Die Presse

Macht dem Volk, nicht Heidi Horten!

Für Superreich­e und ihre neoliberal­en Bannerträg­er ist jeder Cent, den sie zum Gemeinwohl beitragen müssen, ein Skandal.

- VON JULIA HERR Julia Herr (* 1992) ist seit 2014 Vorsitzend­e der Sozialisti­schen Jugend und kandidiert bei der kommenden Nationalra­tswahl auf Platz sieben der SPÖ-Bundeslist­e.

Wenn Millionäre bzw. Millionäri­nnen auf einen Teil ihres Vermögens Steuern zahlen müssen, dann ist das ein schweres Vergehen gegen Demokratie und Menschenre­chte – das wurde an dieser Stelle kürzlich von Christian Ortner („Quergeschr­ieben“vom 6. 9.) über die Forderung nach Erbschafts- und Vermögenss­teuern geschriebe­n. Für Superreich­e und ihre neoliberal­en Bannerträg­er ist freilich jeder Cent, den sie zum Gemeinwohl beitragen müssen, ein haarsträub­ender Skandal. Die wahre Bedrohung für unsere Demokratie ist allerdings die Machtkonze­ntration, die mit der extrem ungleichen Verteilung von Vermögen einhergeht. Dass Politik in Österreich käuflich ist, können wir nicht erst seit Ibiza beobachten: So haben sich die Unternehme­r Frank Stronach und Hans Peter Haselstein­er mit ihrem Kapital kurzerhand eigene Parteien geschaffen. Heidi Horten ist nur eine von vielen auf einer langen Liste an Vermögende­n, die ihr Geld in die ÖVP investiere­n, um ihre Interessen im Parlament durchzuset­zen. Wenn Schwerreic­he sich politische­n Einfluss kaufen können, dann werden Steuergesc­henke für Unternehme­n durch den Sozialabba­u finanziert, der den Großteil der Bevölkerun­g ärmer macht. Die Schere zwischen Reich und Arm geht noch weiter auf – ein Teufelskre­is.
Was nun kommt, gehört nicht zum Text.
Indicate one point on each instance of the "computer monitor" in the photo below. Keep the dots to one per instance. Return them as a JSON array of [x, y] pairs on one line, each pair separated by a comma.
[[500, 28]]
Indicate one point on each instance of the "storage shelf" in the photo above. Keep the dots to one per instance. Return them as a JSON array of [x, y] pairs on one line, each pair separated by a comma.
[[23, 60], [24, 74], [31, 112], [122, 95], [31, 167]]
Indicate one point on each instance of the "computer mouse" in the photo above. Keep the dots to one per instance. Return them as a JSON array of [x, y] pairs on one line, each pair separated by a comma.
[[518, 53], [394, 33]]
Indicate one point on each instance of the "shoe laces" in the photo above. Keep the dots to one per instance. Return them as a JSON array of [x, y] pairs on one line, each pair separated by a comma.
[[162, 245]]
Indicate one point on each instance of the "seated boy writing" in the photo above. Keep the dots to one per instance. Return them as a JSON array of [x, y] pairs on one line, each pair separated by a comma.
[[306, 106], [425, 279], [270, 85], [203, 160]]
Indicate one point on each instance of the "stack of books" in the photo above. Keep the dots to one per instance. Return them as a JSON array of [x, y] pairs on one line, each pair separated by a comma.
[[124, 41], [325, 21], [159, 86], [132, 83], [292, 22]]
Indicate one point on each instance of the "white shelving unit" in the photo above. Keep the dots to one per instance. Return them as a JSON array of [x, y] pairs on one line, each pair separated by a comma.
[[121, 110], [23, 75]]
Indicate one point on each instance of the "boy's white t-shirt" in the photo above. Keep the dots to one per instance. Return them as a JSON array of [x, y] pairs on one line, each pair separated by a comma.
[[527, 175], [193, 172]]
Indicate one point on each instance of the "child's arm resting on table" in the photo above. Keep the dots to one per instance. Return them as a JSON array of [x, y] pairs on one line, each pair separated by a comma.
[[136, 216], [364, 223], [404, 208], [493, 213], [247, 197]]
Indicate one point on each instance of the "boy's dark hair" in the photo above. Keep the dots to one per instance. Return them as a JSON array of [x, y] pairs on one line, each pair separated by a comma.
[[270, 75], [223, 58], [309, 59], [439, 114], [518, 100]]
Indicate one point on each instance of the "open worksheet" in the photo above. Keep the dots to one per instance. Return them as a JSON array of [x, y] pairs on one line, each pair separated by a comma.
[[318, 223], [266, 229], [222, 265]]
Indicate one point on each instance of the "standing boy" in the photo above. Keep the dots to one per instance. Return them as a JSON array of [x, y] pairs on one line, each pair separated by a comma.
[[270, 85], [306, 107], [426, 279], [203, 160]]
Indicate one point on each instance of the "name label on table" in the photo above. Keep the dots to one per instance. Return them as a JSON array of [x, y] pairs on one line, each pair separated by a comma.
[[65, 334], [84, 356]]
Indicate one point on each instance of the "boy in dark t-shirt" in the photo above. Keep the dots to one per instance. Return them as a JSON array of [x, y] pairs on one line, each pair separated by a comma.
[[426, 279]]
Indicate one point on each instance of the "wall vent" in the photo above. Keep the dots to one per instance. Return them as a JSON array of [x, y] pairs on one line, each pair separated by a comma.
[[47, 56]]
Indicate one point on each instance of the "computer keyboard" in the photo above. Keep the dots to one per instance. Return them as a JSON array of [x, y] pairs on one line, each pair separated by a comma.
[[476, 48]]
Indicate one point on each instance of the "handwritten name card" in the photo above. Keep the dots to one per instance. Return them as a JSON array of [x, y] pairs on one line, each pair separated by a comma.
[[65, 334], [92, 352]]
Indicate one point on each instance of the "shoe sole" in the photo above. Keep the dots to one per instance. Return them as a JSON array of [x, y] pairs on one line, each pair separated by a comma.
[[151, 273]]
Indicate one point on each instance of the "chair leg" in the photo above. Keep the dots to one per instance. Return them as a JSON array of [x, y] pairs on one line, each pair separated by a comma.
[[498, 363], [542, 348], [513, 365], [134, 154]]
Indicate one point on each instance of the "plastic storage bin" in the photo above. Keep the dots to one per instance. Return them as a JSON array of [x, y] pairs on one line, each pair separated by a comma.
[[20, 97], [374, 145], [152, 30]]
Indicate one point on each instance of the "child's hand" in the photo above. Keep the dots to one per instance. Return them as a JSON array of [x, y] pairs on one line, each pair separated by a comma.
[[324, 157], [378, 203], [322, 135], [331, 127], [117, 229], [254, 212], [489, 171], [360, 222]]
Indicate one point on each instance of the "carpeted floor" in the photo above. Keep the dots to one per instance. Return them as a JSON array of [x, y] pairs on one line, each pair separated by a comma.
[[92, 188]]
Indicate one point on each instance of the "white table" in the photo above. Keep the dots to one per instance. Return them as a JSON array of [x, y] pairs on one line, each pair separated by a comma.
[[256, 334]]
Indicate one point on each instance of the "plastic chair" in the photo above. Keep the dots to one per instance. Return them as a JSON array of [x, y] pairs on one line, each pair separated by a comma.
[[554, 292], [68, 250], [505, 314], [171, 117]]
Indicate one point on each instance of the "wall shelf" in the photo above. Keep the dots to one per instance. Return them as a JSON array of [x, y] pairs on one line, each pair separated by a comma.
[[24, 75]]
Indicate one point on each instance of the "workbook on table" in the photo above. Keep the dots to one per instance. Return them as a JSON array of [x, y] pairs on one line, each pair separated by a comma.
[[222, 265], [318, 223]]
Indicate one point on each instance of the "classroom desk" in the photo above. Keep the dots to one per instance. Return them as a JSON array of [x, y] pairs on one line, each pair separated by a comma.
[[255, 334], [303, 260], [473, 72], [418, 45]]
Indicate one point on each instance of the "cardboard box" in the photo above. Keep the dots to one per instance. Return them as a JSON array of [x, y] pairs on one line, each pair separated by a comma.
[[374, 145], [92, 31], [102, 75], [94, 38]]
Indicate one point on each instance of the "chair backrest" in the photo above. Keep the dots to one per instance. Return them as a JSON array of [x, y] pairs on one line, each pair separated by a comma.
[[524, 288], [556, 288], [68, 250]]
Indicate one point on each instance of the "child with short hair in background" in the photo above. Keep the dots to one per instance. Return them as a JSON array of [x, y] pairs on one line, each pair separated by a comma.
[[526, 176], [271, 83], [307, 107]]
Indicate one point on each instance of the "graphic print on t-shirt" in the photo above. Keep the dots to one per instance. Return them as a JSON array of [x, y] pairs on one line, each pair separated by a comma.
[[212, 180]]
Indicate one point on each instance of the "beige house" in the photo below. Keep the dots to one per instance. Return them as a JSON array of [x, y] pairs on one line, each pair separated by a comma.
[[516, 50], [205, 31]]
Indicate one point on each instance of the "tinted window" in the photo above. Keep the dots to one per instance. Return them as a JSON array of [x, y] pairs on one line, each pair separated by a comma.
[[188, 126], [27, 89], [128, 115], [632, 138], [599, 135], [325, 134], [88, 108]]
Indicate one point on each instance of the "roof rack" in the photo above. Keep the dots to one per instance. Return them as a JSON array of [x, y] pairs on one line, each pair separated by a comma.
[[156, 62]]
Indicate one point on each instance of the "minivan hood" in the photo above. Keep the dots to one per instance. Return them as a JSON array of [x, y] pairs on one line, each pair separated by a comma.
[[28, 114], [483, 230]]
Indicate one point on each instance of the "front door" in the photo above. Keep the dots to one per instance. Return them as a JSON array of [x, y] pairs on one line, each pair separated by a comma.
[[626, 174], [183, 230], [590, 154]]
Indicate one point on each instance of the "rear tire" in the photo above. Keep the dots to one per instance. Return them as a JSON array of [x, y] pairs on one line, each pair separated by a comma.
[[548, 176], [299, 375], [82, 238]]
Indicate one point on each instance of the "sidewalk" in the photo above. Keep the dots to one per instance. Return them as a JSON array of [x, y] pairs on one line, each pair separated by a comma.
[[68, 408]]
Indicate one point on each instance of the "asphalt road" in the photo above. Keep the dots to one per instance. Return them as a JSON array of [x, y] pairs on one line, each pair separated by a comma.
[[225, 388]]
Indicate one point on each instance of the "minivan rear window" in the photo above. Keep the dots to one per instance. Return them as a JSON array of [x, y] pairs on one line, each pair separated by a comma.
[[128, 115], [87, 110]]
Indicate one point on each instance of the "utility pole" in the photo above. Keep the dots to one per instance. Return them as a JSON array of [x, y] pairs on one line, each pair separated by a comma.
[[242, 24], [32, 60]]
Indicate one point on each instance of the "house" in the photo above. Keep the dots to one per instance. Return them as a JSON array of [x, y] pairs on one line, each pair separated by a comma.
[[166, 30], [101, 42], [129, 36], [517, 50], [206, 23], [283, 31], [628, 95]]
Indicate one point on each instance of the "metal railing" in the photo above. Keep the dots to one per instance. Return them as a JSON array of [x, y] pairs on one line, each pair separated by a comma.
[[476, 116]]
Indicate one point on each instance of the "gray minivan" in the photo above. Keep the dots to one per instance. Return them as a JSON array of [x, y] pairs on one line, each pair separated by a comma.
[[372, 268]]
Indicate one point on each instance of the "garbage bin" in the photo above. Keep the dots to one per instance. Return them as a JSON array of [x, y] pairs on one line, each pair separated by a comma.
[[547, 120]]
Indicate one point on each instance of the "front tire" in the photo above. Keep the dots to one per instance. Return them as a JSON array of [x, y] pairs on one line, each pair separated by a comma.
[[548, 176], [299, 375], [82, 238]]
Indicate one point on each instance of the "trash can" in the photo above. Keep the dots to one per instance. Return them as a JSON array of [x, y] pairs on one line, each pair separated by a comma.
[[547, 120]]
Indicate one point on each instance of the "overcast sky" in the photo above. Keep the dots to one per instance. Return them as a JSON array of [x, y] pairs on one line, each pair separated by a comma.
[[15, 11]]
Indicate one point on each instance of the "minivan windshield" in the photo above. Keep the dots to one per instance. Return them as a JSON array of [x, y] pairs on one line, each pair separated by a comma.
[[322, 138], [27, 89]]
Wer diesen Kreislauf durchbrech­en will, wird nicht ohne Steuern auf Vermögen auskommen. Sie wurden Österreich zuletzt sogar von der EU-Kommission empfohlen, die wohl kaum im Verdacht steht, eine sozialisti­sche Agenda zu verfolgen. Vermögenss­teuern schaffen Mittel für Investitio­nen in öffentlich­e Güter, von denen alle Menschen profitiere­n: Gesundheit, Bildung, Kinderbetr­euung, sozialer Wohnbau, öffentlich­er Verkehr und Umweltschu­tz. Das ist die Basis, die den Hortens dieser Welt überhaupt erst ihren Wohlstand ermöglicht. Durch den Einfluss von Superreich­en und Konzernen auf die Politik waren diese öffentlich­en Güter in den vergangene­n Jahrzehnte­n von Privatisie­rungen betroffen. Investoren und Unternehme­r in ganz Europa rieben sich die Hände: Sie konnten mit Dienstleis­tungen der Daseinsvor­sorge Profite machen. Für einfache Menschen wurde das Leben hingegen teurer. Denn Daseinsvor­sorge in privater Hand ist nicht nur unsozial, sondern auch unwirtscha­ftlich. So häuften sich etwa bei der privatisie­rten britischen Bahn Ausfälle und Verspätung­en; die Preise beim privatisie­rten Pariser Wasser explodiere­n.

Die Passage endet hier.